Object storage is known by many for its ability to drive down the cost to store data through the use of commodity servers and high capacity hard drives. But object storage systems need flash and object storage system designers need to take full advantage of it. Object storage has the potential for rich metadata to be associated with each object, but the overhead of rich metadata does impact performance. Flash makes metadata processing much less of an issue. Second, there are workloads like Hadoop and Splunk that will access data directly on the object store, if a subset of their data is stored on flash then their time to results will be much faster.
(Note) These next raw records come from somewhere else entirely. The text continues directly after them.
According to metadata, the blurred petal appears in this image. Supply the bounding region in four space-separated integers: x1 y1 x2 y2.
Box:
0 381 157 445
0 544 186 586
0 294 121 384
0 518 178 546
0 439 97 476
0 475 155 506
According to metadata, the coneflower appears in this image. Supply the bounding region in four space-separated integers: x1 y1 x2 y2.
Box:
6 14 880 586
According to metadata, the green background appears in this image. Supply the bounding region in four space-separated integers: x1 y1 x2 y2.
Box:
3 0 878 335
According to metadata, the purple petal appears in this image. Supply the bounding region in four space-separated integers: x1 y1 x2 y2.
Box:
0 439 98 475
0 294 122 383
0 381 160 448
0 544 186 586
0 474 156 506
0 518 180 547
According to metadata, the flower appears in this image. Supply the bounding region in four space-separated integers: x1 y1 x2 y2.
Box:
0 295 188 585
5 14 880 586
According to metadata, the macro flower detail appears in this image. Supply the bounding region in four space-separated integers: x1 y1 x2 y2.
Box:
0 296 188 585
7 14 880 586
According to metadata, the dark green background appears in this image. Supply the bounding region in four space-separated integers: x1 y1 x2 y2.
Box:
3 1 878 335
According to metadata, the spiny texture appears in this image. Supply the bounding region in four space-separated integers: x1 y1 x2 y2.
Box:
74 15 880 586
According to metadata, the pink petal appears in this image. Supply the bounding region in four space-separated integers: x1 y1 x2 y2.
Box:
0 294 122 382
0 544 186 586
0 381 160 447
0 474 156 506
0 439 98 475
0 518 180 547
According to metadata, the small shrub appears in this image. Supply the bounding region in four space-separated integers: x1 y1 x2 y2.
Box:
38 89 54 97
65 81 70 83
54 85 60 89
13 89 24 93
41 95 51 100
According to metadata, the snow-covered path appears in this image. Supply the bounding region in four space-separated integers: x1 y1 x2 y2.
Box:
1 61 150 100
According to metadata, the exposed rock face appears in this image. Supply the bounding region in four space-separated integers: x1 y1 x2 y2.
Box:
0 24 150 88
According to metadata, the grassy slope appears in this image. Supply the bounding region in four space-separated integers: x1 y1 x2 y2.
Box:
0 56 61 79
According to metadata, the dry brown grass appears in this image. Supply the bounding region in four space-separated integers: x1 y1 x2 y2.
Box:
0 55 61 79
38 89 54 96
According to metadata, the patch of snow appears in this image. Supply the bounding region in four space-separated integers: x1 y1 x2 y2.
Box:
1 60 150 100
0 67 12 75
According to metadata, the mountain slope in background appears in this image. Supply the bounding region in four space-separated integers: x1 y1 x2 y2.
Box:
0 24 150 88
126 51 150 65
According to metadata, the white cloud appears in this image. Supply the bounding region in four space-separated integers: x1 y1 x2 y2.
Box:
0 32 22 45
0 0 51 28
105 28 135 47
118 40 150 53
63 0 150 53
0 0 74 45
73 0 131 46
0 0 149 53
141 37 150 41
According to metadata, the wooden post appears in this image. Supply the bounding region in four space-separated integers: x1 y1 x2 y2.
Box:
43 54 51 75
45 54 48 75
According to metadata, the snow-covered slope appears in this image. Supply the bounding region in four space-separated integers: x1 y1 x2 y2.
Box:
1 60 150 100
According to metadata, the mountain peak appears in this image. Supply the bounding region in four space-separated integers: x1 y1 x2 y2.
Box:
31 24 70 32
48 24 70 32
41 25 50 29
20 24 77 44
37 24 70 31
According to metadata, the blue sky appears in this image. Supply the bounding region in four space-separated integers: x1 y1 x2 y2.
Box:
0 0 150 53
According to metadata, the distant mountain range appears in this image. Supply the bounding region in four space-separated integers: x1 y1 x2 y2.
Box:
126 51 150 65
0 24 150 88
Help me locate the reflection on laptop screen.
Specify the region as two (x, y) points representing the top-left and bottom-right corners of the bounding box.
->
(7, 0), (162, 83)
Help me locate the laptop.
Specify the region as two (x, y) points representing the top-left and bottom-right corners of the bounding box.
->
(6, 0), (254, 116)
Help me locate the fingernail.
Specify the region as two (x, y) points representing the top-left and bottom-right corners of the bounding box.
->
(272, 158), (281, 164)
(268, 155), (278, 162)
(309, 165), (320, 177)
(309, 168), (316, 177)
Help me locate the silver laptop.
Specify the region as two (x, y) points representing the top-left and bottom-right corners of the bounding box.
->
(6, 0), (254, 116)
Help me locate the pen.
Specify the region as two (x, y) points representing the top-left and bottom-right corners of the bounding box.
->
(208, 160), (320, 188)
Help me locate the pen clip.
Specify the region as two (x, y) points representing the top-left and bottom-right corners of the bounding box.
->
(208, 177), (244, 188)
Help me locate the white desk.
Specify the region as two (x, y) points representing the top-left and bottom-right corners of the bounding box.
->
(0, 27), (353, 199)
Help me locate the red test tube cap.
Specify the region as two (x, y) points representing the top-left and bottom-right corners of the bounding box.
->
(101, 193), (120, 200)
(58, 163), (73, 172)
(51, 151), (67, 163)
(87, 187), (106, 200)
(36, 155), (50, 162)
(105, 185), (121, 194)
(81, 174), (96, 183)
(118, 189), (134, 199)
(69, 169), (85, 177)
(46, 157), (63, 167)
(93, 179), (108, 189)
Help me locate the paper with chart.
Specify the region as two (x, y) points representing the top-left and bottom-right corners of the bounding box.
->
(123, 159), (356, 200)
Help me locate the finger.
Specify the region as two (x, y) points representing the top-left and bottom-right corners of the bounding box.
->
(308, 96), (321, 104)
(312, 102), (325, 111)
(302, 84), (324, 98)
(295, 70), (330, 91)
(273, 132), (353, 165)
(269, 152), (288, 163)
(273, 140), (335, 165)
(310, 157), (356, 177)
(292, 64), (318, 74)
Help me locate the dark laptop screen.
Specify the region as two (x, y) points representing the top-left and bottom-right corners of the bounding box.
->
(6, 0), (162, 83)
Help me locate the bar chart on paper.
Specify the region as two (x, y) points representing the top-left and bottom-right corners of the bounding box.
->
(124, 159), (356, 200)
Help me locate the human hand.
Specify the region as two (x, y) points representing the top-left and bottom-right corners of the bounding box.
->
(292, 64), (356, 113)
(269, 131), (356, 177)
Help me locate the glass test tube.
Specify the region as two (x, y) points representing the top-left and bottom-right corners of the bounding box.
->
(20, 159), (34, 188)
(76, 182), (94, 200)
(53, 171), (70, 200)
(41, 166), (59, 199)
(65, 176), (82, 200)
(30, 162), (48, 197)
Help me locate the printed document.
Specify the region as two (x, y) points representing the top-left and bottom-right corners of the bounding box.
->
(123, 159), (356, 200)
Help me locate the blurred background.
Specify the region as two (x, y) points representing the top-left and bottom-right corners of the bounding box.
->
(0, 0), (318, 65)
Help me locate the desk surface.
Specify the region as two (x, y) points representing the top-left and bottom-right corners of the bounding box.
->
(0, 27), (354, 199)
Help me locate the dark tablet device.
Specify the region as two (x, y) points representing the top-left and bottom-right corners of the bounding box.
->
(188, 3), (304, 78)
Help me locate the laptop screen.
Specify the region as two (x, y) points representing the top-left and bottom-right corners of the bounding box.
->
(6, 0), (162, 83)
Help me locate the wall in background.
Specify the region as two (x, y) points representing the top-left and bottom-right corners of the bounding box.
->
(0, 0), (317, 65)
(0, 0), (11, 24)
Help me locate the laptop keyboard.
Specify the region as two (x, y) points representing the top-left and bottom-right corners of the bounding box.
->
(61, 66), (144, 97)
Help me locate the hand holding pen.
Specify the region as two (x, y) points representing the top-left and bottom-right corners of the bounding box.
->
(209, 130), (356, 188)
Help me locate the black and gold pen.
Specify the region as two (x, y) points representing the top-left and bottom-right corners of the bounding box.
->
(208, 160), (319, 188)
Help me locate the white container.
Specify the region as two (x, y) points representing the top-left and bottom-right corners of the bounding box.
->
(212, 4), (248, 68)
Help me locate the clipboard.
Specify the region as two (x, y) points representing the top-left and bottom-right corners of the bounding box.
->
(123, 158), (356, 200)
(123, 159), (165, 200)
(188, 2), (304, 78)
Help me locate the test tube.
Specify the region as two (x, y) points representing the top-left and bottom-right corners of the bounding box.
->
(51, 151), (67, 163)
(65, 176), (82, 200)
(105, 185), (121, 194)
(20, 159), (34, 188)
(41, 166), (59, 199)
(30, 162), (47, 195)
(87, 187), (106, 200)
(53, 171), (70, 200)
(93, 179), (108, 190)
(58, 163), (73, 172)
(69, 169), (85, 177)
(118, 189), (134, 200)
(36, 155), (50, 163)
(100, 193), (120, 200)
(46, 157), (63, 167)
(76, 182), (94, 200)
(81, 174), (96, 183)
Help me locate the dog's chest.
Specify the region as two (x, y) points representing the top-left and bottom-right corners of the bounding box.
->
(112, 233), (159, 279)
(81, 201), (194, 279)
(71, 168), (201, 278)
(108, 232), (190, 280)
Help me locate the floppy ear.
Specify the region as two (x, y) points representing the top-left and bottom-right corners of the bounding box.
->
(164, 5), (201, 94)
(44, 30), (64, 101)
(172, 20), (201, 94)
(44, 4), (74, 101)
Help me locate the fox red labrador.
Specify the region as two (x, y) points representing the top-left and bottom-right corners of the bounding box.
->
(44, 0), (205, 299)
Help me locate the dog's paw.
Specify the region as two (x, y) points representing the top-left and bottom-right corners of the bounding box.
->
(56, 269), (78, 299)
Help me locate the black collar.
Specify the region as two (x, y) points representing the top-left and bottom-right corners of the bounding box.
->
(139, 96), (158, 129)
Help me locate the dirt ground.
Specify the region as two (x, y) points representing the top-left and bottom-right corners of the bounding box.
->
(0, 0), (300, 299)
In this ChalkTalk Video, George Crump of Storage Switzerland and CTO of Western Digital DCS Hal Woods, discuss the role of flash within an object storage system and some of the real-world use cases for object storage.

Well, a little breezy, but what can you do in 4 minutes to layout how SSDs will play in an object store. WD’s “Active Archive” is based on Amplidata’s Himalaya software which WD acquired not too long ago. Amplidata (WD/HGST), like Cleversafe (IBM), only uses erasure coding to protect data. The use of SSDs in an object store would certainly make it faster to retrieve data protected with erasure coding.
Let’s face it, flash is going to eventually permeate every aspect of data storage, including object. And now that Seagate has shown a 60TB SSD, you could have PB capacity on a single object-based storage cluster node or approx. 30PB of storage capacity in a 42U rack.